Some better-ranked stocks in the broader Medical sector are Phibro Animal Health Corporation (PAHC - Free Report) , Catalyst Pharmaceuticals, Inc. (CPRX - Free Report) and InnovAge Holding Corp. (INNV - Free Report) , each sporting a Zacks Rank #1 (Strong Buy) at present. You can see the complete list of today’s Zacks #1 Rank stocks here.

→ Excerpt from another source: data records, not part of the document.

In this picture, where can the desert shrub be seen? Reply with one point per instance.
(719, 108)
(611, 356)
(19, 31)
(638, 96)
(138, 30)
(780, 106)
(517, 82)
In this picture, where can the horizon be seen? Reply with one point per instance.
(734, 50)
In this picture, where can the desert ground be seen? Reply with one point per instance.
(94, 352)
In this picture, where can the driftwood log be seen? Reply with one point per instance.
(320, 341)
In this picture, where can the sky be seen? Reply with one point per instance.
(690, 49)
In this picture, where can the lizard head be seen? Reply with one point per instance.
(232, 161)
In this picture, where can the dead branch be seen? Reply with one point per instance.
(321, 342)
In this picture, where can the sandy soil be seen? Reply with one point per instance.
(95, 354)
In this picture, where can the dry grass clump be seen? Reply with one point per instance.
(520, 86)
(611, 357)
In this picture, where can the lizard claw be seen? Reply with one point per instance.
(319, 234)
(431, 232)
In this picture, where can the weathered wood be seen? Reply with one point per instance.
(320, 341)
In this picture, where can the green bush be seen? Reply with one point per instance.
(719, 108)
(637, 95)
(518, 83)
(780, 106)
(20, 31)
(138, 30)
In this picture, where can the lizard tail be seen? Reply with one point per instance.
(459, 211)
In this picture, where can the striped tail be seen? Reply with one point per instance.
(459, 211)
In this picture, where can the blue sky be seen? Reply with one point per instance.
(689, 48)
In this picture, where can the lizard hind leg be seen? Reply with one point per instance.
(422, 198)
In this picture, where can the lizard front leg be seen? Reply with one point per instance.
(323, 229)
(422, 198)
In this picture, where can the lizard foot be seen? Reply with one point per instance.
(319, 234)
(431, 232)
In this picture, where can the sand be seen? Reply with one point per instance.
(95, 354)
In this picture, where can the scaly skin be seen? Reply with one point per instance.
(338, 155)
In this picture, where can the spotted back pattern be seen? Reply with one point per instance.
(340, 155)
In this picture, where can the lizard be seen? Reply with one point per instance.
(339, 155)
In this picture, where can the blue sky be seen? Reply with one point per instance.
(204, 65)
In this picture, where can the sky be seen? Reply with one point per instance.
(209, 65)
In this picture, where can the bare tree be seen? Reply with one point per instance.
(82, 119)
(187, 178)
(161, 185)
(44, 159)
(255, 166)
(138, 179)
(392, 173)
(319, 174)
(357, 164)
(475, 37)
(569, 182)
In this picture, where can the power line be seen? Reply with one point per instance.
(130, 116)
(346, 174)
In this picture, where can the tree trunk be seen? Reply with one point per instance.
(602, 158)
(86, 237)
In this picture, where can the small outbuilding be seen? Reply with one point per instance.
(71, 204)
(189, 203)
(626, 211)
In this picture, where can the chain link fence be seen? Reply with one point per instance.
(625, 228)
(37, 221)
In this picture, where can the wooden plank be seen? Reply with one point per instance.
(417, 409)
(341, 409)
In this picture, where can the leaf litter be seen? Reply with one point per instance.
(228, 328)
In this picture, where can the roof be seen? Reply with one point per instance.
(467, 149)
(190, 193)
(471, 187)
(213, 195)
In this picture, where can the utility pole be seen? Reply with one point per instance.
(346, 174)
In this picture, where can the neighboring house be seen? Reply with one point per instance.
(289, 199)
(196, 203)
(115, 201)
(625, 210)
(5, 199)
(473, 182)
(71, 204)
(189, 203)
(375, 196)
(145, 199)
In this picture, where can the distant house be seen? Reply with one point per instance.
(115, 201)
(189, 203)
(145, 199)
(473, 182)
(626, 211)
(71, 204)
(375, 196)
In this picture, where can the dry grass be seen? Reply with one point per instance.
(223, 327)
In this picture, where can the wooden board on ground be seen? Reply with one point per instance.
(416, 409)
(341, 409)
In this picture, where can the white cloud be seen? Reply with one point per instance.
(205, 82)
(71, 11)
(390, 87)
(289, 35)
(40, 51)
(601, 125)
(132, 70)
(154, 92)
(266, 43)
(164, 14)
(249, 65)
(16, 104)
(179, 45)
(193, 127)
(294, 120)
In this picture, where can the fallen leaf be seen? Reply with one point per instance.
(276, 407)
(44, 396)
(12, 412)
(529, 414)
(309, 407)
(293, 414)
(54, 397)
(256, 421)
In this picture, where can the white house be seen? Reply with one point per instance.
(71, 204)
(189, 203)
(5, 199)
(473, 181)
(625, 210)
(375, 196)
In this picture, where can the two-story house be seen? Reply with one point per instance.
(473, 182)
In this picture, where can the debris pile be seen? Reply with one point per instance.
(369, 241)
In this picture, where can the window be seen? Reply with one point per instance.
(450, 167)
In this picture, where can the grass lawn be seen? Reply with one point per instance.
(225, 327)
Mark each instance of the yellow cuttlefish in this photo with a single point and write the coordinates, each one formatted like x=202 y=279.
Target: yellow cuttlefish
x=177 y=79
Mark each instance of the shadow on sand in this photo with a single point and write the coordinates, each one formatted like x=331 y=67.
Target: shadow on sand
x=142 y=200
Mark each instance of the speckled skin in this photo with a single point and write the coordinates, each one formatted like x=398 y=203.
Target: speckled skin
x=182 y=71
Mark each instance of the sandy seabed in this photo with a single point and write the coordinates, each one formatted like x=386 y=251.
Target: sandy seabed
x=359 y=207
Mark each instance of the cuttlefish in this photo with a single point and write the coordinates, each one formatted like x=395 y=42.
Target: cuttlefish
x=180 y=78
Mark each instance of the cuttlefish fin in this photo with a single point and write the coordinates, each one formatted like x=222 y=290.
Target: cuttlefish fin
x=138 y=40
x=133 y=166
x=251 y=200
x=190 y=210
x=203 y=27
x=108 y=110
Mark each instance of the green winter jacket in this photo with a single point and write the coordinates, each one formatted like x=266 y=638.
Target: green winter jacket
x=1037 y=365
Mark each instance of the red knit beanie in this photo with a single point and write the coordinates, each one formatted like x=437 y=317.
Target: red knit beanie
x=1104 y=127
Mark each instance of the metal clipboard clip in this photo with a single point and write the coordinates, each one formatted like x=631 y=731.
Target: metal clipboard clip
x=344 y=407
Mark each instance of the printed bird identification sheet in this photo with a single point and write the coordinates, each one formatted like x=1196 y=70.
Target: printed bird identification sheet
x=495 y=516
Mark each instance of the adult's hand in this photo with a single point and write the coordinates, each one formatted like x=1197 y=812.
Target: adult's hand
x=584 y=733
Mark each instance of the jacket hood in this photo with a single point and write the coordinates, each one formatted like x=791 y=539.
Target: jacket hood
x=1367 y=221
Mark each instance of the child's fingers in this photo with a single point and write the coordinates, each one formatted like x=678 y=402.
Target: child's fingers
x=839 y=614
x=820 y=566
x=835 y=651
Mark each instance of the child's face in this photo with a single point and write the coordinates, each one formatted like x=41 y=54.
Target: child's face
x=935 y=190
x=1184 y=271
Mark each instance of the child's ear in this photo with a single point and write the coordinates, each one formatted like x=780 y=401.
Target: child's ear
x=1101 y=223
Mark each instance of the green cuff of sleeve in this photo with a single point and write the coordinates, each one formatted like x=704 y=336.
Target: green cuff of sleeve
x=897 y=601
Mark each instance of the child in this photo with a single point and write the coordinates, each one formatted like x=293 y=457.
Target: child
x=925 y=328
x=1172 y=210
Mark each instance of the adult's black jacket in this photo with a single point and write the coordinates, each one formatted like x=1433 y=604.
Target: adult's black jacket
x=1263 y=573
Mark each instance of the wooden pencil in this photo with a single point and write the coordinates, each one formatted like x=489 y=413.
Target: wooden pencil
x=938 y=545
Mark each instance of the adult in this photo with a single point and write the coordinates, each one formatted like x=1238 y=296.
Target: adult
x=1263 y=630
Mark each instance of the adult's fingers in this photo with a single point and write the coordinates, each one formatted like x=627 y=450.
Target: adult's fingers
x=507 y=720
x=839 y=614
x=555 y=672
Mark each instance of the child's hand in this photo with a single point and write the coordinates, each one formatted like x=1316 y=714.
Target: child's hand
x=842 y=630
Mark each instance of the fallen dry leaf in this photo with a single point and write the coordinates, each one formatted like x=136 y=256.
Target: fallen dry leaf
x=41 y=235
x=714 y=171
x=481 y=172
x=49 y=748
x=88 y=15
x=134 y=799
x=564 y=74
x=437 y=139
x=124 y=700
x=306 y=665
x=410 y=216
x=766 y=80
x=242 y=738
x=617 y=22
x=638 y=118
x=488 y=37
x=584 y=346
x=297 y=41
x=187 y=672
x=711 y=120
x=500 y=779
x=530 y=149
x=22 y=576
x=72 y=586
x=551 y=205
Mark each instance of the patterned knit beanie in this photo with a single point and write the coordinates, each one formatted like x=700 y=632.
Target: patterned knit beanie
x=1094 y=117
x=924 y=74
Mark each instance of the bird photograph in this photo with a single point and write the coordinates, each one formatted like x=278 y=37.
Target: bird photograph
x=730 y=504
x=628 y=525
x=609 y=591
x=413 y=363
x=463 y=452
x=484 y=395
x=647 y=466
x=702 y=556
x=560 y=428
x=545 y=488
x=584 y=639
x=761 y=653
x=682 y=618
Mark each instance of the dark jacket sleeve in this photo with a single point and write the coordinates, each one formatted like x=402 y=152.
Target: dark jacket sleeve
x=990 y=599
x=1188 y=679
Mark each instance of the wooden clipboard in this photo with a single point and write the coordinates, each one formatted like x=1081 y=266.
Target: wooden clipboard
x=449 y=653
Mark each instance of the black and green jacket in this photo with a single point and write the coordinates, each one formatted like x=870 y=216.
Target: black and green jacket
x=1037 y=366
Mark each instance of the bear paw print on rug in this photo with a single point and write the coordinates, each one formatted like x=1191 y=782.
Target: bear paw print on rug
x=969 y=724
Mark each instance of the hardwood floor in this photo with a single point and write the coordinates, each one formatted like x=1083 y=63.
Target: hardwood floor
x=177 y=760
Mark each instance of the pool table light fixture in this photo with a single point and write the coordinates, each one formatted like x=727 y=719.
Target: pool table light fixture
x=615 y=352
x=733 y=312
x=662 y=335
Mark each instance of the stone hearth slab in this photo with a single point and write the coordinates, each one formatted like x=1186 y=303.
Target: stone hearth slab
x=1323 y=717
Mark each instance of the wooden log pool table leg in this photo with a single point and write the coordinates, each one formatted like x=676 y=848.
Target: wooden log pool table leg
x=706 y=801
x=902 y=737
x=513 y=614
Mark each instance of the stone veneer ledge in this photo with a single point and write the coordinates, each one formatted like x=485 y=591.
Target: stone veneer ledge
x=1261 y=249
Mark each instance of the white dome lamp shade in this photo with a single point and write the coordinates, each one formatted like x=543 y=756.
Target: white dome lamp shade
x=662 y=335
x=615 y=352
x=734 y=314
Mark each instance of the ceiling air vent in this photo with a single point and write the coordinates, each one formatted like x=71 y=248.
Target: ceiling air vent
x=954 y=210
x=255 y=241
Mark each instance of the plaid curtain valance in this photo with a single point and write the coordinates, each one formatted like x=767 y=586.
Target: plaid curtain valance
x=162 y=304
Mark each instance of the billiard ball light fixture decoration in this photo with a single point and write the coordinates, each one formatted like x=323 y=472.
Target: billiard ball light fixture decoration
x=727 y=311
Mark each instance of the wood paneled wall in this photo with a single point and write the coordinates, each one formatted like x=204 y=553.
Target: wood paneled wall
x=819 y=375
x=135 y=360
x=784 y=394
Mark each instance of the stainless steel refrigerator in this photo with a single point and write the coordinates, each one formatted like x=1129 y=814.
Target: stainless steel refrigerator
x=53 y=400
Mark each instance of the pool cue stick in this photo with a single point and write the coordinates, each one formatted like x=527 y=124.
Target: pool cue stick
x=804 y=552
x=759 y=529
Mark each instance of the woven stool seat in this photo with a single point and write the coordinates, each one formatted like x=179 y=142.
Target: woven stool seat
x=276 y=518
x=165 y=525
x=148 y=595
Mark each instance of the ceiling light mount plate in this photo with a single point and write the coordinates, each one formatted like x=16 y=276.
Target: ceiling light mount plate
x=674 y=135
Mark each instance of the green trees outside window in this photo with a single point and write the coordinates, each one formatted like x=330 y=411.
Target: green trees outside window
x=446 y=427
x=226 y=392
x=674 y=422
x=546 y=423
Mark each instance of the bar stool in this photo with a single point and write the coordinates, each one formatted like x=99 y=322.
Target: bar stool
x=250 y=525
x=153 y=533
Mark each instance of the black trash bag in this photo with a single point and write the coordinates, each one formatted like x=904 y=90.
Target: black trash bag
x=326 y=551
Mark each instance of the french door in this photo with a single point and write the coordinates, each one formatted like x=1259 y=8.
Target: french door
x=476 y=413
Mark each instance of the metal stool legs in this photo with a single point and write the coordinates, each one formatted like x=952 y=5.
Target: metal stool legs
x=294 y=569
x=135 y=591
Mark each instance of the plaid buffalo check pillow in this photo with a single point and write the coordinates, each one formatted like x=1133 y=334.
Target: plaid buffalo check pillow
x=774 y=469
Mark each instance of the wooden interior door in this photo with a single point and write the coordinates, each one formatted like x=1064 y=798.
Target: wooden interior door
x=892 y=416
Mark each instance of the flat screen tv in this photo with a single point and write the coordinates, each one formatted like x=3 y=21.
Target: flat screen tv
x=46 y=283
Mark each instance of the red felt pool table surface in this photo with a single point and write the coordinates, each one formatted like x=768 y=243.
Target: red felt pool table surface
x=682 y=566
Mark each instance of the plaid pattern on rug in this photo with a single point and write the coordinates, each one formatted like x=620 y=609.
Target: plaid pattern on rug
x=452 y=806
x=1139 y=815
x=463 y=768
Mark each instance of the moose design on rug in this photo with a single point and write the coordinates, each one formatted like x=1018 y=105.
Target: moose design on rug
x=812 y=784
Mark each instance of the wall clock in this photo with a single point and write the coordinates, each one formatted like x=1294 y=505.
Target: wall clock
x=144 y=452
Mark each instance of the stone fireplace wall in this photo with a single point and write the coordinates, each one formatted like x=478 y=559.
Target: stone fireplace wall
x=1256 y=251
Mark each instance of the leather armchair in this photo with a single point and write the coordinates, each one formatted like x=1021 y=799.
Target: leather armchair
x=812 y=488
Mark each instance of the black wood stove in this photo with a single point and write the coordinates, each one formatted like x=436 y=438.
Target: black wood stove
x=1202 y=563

The Zacks Consensus Estimate for Phibro Animal Health's 2026 earnings is pegged at $3.03 per share, which moved up 1 cent over the past 30 days, indicating 45% year-over-year growth. The consensus estimate for 2026 revenues is pinned at $1.5 billion, indicating 14.5% year-over-year growth. PAHC beat earnings estimates in each of the trailing four quarters, delivering an average surprise of 20.2%.

The Zacks Consensus Estimate for Catalyst Pharmaceuticals’ 2026 earnings is pinned at $2.87 per share, which moved north 5 cents over the past 30 days. CPRX beat earnings estimates in each of the trailing four quarters, delivering an average surprise of 35.2%. The consensus estimate for 2026 revenues is pegged at $628.7 million, suggesting 6.7% year-over-year growth.

The Zacks Consensus Estimate for InnovAge's 2026 earnings is pegged at 25 cents per share, which has remained stable over the past 30 days, indicating 213.6% year-over-year growth. The consensus estimate for 2026 revenues is pinned at $944.5 million, indicating 10.6% year-over-year growth. INNV beat earnings estimates in three of the trailing four quarters and missed once, delivering an average surprise of 87.5%.